Refugee camp in Congo. 13 November 2008. (Photo by Julien Harneis)
In chaotic environments, threats to a child's development and security include minimal or uneven access to food and water, violence and its physical and psychological ramifications, displacement caused by violence or natural disaster and limited upward mobility and economic opportunity. Combined, these factors desensitize and normalize the chaotic status quo, making an eventual transition to normalcy far more difficult. Over 180 million children under the age of 5 suffer physical and mental impairments caused by malnutrition and stunted growth. For children also threatened by violence and instability, joining the
armed forces or a militia brings with it the promise of meals, drugs and
protection that satisfy the nutritional and security aspects of their survival.
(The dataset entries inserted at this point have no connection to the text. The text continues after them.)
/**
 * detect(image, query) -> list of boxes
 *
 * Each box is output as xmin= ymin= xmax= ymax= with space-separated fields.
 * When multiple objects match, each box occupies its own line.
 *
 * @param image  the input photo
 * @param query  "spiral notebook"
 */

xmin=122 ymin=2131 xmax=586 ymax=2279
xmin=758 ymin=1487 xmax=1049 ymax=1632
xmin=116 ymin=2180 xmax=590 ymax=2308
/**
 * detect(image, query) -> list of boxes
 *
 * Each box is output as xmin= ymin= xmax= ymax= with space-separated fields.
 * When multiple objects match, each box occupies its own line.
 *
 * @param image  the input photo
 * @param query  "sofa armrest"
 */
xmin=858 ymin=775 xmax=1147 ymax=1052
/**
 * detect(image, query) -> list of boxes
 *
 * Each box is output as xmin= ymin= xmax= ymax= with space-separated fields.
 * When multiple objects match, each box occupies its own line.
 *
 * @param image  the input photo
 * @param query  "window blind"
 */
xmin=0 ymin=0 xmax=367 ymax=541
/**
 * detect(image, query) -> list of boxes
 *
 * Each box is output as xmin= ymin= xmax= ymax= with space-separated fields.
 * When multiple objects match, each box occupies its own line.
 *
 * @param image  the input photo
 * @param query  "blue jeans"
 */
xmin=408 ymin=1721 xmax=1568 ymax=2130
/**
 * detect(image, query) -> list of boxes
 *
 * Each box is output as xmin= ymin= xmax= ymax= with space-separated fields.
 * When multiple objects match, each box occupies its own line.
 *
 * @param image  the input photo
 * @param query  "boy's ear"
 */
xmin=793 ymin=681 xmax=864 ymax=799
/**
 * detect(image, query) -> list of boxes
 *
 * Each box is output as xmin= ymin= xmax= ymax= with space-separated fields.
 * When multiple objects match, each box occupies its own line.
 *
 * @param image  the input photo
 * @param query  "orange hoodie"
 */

Many youth embrace the violence, often finding that the option to join the
violence or avoid reintegration is far more practical than putting down their guns. With
distorted incentives, no safety net and survival at stake, children in these crisis
situations end up vulnerable to the centripetal pull of conflict and
instability and the consequences of prolonged crisis.
Although
international agencies like UNICEF make it their goal to alleviate suffering
and shield children from malnutrition, violence and instability, youth in
crisis situations are still at considerable risk. Higher education and job opportunities remain distant fantasies for many kids and adolescents in crises as their environments continue to deteriorate. The children in these chaotic circumstances are far more likely to become the next generations of the poor and disenfranchised, making them a prime audience for recruitment to arms and extremism. The vast majority of them, however, might never experience a secure and nurturing environment. Instead they will depend on international aid agencies and donors for survival and will be lucky if their emotional and physical development isn't impaired. As the current crises in South Sudan, Gaza, Syria, DRC and Mali persist, more and more youths are put at risk and perish at the twin altars of political expediency and insufficient donor contributions. Revamped political will and continued multilateral efforts might be our best shot at remembering that investing in a child's security and development is not just an investment for the present but for future generations as well.